I wanted to choose weights that I could do, but that also would be pretty challenging - I figured I would rather push myself and fail (as these workout don't really matter too much), than to go too light. So, I decided to go with 135 on the close-grip bench, and to use the 25 lb Dumbbells for the curls.
That's about where I close grip. Maybe a little bit wider
I managed to make it through the curls, although it was pretty hard. This is a pretty awesome improvement however, considering where I started: on the first post I wrote about curls on this blog, I did 10, 9, and 7 reps with the 25's. So, doing 5 sets of 10, super-setted with another movement, is pretty cool. The close grip was the real pleasant surprise, however: this was the heaviest 5 x 10 I have ever done for bench (with any grip, never mind close grip), And I even managed to squeeze out 12 reps on the final set.
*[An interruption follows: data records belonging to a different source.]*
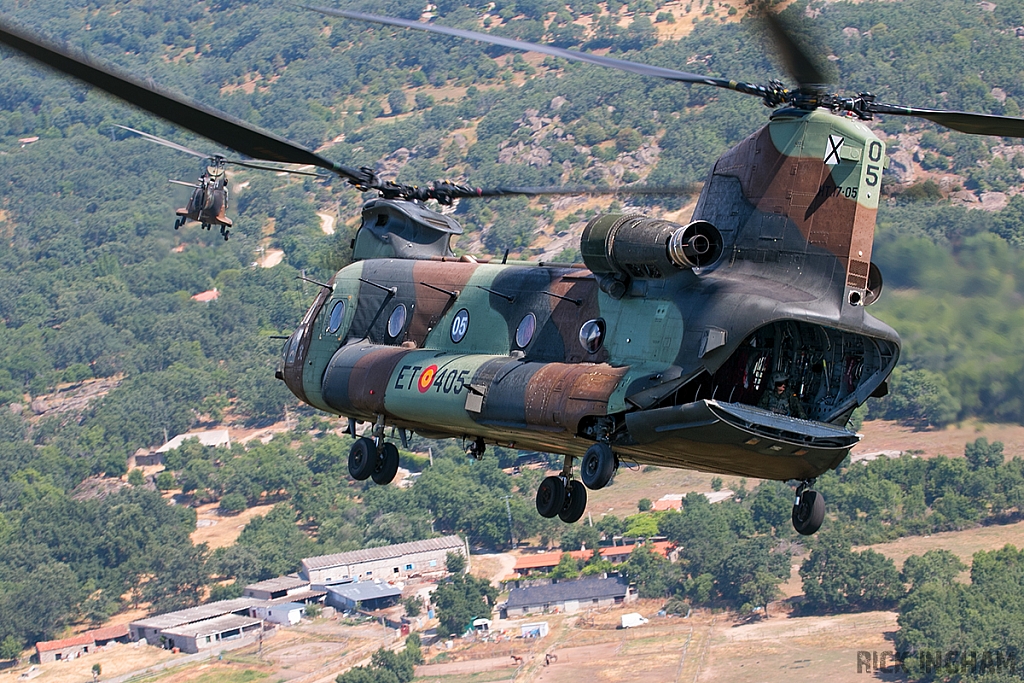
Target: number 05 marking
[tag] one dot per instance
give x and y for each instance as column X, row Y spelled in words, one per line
column 873, row 155
column 460, row 325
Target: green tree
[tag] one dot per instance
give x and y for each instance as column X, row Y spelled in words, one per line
column 566, row 567
column 10, row 648
column 461, row 600
column 653, row 574
column 455, row 562
column 413, row 605
column 935, row 565
column 981, row 454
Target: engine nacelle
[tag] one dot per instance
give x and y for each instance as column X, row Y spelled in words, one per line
column 635, row 246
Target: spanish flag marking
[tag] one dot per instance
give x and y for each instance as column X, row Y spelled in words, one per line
column 426, row 379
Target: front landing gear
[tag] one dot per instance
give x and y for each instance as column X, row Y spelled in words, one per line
column 808, row 510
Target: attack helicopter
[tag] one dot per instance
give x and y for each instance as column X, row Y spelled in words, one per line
column 660, row 348
column 208, row 204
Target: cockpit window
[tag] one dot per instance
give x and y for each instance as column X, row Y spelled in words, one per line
column 293, row 345
column 337, row 315
column 396, row 323
column 524, row 333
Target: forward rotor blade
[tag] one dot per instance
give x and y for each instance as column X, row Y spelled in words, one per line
column 966, row 122
column 205, row 121
column 626, row 189
column 799, row 65
column 166, row 143
column 622, row 65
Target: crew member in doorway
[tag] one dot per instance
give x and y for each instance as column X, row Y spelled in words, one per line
column 779, row 400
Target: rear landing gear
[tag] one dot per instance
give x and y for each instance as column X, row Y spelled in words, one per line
column 550, row 497
column 597, row 467
column 808, row 510
column 562, row 496
column 574, row 504
column 373, row 458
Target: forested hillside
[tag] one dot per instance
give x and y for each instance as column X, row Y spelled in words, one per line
column 94, row 283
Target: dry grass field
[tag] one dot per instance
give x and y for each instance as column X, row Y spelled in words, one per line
column 963, row 544
column 221, row 530
column 114, row 660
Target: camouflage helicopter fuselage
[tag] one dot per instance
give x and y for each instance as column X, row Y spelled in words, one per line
column 663, row 361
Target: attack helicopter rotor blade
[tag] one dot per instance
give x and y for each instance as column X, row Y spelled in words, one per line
column 573, row 55
column 206, row 121
column 166, row 143
column 966, row 122
column 801, row 66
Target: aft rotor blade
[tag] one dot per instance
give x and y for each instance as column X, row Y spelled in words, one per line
column 801, row 66
column 271, row 168
column 166, row 143
column 966, row 122
column 205, row 121
column 622, row 65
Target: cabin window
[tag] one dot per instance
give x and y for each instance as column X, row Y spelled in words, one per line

I think this shows a huge improvement in my tricep strength, and in my bench press strength in general, and I'm pretty excited I was able to make it through this workout pretty easily, when I wasn't even sure i would be able to do it at all at first.
Even though arm days are a little bit stupid, and I still count them as being relatively unimportant in comparison to my real workouts, I think that they are really helping me to get stronger in my upper body, and I plan to keep doing them whenever I can on Wednesdays. It was a very worthwhile experiment.
Hodge twins are right when they say you got to find what works for YOU. I may think "arm day" is pretty stupid, but it's certainly helping get me stronger.
On a slightly different note, after my 24 hour cheat last weekend, I have already noticed a drop in body fat %. Before the meet, I would have estimated my body fat at about 14.5%. However, looking at myself yesterday morning and today, I would honestly say I've dropped down to between 13 and 14%. I'm right on the edge of my abs being visible WITHOUT me having to flex them like a motherfucker, and when I do flex, you can see my upper abs pretty clearly - but relaxed, my manbelly still hides them for the most part. If I can drop down another 2%, and get between 11 and 12, I should be able to start to see them without flexing, although I'll still have to get down to around 8 in order to be at the level I want as far as leanness goes. SO, it seems pretty clear that the cheat meals work really well for me in terms of kickstarting my metabolism for fat loss. I'm going to stick with my current diet for the rest of this three week cycle, and pay attention to see if I notice a fat-loss plateau again in the second half of these weeks. If not: great, but if I do plateau like I did last cycle, then I think I'll have to change my diet to include more cheats: I'll have to be stricter overall in my diet throughout the week, but then have a 24 hour cheat every weekend to ramp up my metabolism. I'm thinking that, if I decide to change, I'll probably eat 3 big keto meals a day, with 3 protein shakes in between the meals to make sure I'm getting enough protein, then cheat friday night through saturday evening. BUT, thats just one idea, none of this is decided yet. I'll have to see how the rest of this cycle goes before I change anything.
Low ass body fat, I'm coming for you
Coming up tomorrow, lots of cool shit! Speed work, heavy single squat, and some slight changes to my thursday assistance work. Get strong bitches.